Spread the load: public hospitals not for non-urgent cases
Overcrowded public hospitals and overworked medical staff have once again made the headlines.
The truth is, the number of flu cases this year is not as high as it was last year, yet nonetheless that has caused a medical service overload – a diversion of the workload from the public hospitals’ accident and emergency (A&E) units is imperative.
Currently, approximately 5,000 public doctors are in place to serve 90 per cent of the city’s population, with the remaining 10 per cent of the population cared for by around 7,000 private doctors.
That is a maldistribution of manpower. There should be a better public-private partnership. Private doctors should be hired to help at public A&E departments, but not without decent pay. Factors of resistance lie not just with the private doctors, but also with patients lining up at public A&E units. They are willing to wait for hours before being treated, because the HK$100 registration fee they pay at public hospitals, inclusive of almost all medical services, is far more economical than private medical fees.

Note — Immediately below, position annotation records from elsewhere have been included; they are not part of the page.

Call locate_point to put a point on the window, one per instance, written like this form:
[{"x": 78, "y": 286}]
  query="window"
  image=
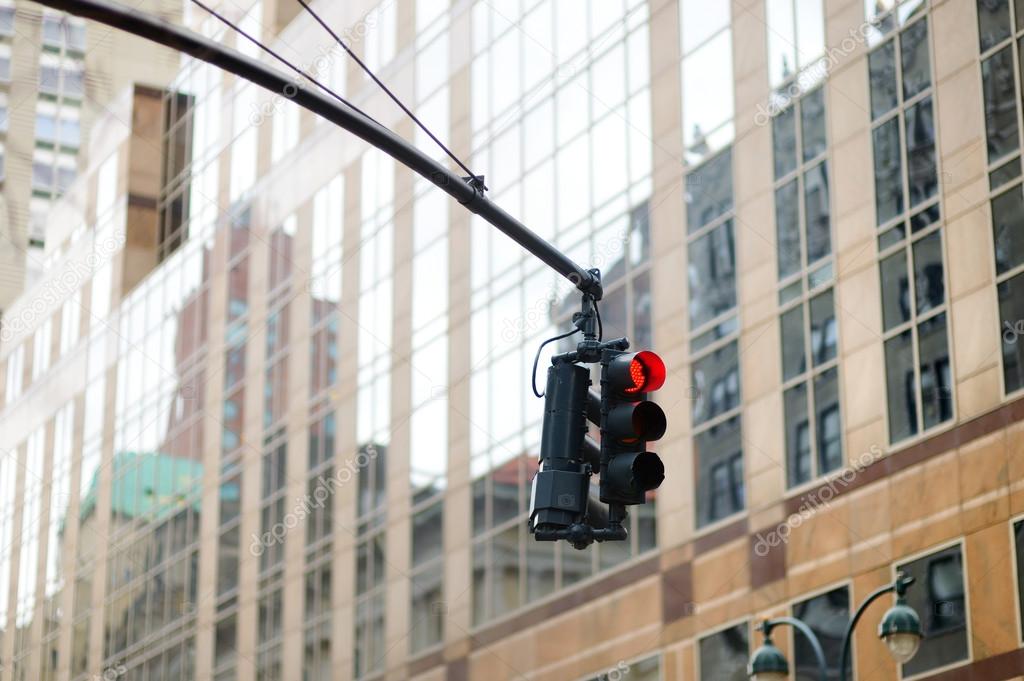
[
  {"x": 939, "y": 597},
  {"x": 911, "y": 263},
  {"x": 1000, "y": 28},
  {"x": 723, "y": 656},
  {"x": 807, "y": 322},
  {"x": 796, "y": 37},
  {"x": 714, "y": 325},
  {"x": 708, "y": 79},
  {"x": 827, "y": 616},
  {"x": 15, "y": 374},
  {"x": 325, "y": 284}
]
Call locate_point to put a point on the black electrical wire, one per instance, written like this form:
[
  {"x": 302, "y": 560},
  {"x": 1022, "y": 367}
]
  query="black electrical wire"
[
  {"x": 537, "y": 358},
  {"x": 473, "y": 178},
  {"x": 223, "y": 19}
]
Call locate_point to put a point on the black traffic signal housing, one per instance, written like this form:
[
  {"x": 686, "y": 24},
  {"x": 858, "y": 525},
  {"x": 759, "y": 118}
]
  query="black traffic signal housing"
[{"x": 628, "y": 422}]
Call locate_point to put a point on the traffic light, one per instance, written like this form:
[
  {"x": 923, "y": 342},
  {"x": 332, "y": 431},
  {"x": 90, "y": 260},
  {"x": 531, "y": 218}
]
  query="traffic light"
[{"x": 628, "y": 422}]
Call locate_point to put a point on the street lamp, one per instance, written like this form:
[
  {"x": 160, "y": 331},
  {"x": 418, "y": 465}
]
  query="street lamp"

It should be noted that many of these patients are non-urgent cases that don’t necessarily require immediate medical attention. So the government has to make better use of the triage screening process to separate the urgent from non-urgent cases. Vouchers can be given to patients who are non-urgent cases to pay for private medical services.
It is painfully obvious there is a bottleneck, where patients who have been through a consultation with a doctor are waiting up to three days to be transferred to a ward, because there are not enough beds.